Sure, we have seen persons of all races and sexes in other championship runs. Hell, Chyna held the Intercontinental Title at one time. But the ability for those of dark-skinned complexions to “grab that brass ring” seems to be a fable or an urban legend to be obtained in hindsight. I would like to think this isn’t done purposely. I'd hate to think back in creative someone suggests to put the Heavyweight Championship on Kofi Kingston and other individuals say aloud “You do know he’s black right?” Through the years we have seen African Americans who the fans have felt deserved that one chance to hold the title and have proven themselves to be recognized as “the face of the company” although they may be a bit “darker”. So, with that being said, I bring to you…
Those Who Should Have Been Champion (African American Edition)

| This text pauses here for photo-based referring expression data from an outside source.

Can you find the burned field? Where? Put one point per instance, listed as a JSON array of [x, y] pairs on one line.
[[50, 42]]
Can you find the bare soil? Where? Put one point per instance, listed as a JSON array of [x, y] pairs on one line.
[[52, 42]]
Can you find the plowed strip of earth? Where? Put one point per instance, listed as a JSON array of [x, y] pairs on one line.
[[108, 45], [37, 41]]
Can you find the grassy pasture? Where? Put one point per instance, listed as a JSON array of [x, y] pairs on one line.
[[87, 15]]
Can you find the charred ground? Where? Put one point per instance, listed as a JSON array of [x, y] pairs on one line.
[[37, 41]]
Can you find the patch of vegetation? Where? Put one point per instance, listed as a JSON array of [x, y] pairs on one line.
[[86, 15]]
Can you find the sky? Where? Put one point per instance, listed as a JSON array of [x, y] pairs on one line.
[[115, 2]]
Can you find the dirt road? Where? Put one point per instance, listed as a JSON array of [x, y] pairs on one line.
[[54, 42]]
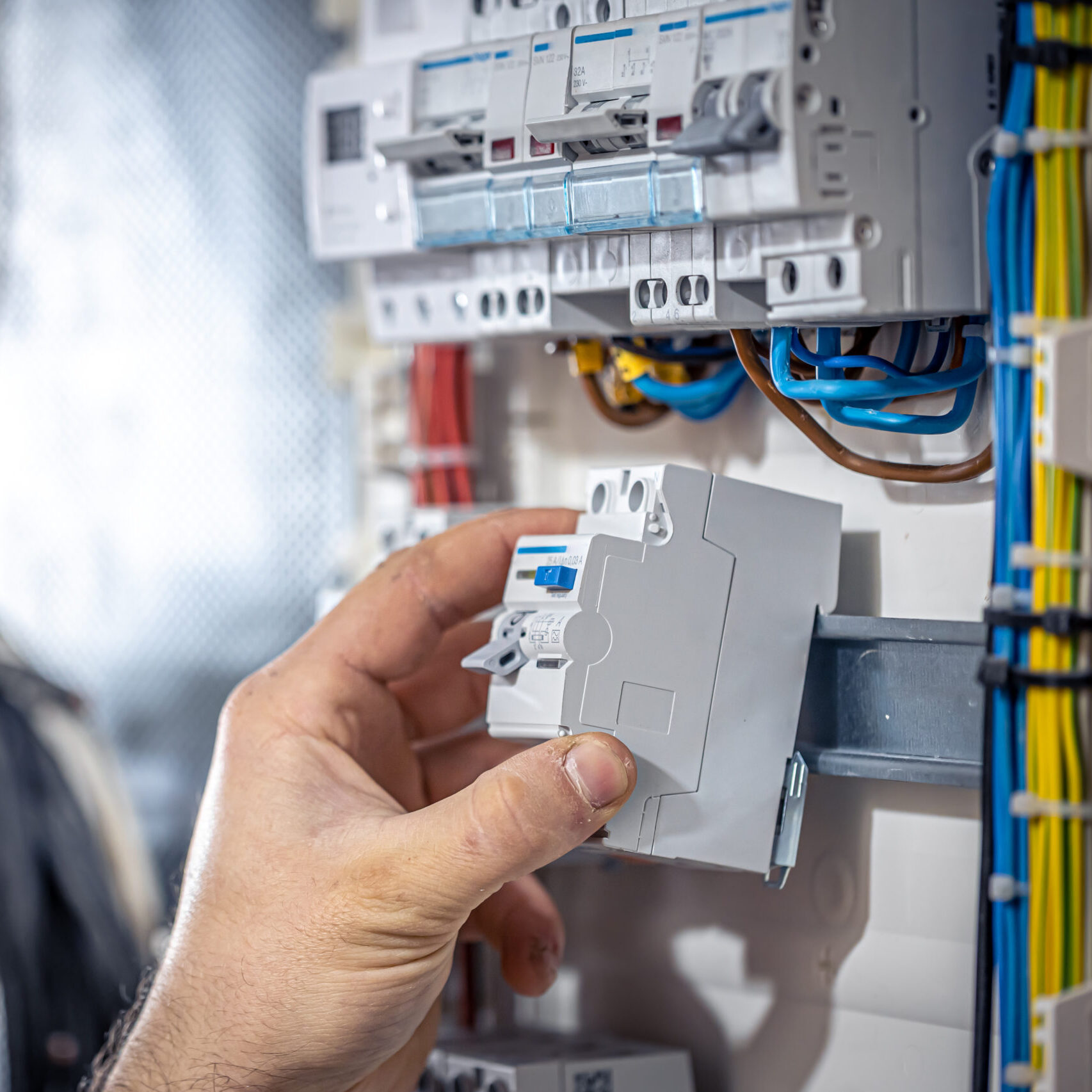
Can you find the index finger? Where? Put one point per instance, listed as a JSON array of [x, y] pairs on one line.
[[388, 625]]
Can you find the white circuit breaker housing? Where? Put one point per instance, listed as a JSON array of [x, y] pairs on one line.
[[678, 617], [542, 1062], [792, 162]]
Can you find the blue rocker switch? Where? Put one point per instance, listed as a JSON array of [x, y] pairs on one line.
[[557, 578]]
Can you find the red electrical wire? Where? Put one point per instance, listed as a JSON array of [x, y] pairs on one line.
[[442, 417]]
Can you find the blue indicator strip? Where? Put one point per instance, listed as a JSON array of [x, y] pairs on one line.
[[626, 32]]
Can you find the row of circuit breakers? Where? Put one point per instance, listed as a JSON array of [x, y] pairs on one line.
[[598, 166]]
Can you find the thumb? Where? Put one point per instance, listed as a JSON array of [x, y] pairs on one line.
[[516, 818]]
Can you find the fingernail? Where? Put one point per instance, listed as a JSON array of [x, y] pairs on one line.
[[598, 773], [546, 954]]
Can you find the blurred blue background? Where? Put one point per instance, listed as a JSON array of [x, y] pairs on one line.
[[175, 474]]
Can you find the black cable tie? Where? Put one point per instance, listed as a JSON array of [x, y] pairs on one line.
[[1058, 620], [997, 673], [1053, 54], [994, 673]]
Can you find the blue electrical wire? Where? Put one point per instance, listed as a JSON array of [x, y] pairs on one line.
[[702, 399], [861, 390], [899, 367], [1010, 248]]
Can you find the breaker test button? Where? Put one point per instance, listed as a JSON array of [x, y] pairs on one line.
[[557, 578]]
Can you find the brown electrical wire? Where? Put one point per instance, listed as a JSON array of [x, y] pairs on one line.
[[635, 416], [851, 460]]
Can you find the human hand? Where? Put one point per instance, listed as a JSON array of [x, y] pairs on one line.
[[343, 842]]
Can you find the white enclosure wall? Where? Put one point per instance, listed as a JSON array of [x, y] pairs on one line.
[[858, 977]]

Can you believe that one of the most charismatic men next to Hulk Hogan in the 1980’s, who helped to shape the Rock ‘N Wrestling Era, and was recognized as a top face in pop culture not only never held the World Heavyweight Championship but ANY championship in the WWE/WWF? Not even an Intercontinental Championship! Tito Santana held the belt but not JYD? Sylvester Ritter was HUGE in the Mid-South Wrestling Scene so it was logical to crack open the Big East and be a big star in the WWF. And that he did. JYD had dance moves, a persona bigger than the MSG, and a smile that could light up New York City. Oh yeah, he could wrestle too. Even his gravelly voice was so infectious and recognizable. Junkyard Dog was that wrestler who had the “It Factor” who should have been given at least one run with any company’s World Heavyweight title. But sadly, due to Hulk Hogan Era and the presence of other talents who got the push around him, JYD left WWF in 1988. The one image I have of Junkyard Dog was in WrestleMania III when after a match with the King Harley Race, JYD bore the crown and robe in center ring wearing a big smile on his face.
When I talk about talented wrestlers, in my Top 5 is always Shelton Benjamin. Want to talk about a wrestler who was pushed into the limelight quickly and with a major backing? Benjamin was that guy. Being paired up with a tag team specialist in Charlie Hass and having the lead of Kurt Angle's Team Angle, the World's Greatest Tag Team was recognizable and had great chemistry. Once Shelton was able to stand alone, ” The Gold Standard”, although with goofy and hooky moments, was still able to perform and show great ring presence as well as earn some company gold along the way. But the one chance of gold which eluded him was the WWE Championship. With opportunities at his grasp such as the Money in the Bank and superb matches against Shawn Michaels and John Cena, Benjamin was unable to capture that one moment and grab hold of the brass ring. Only time would tell if he can return to WWE to finish what he started.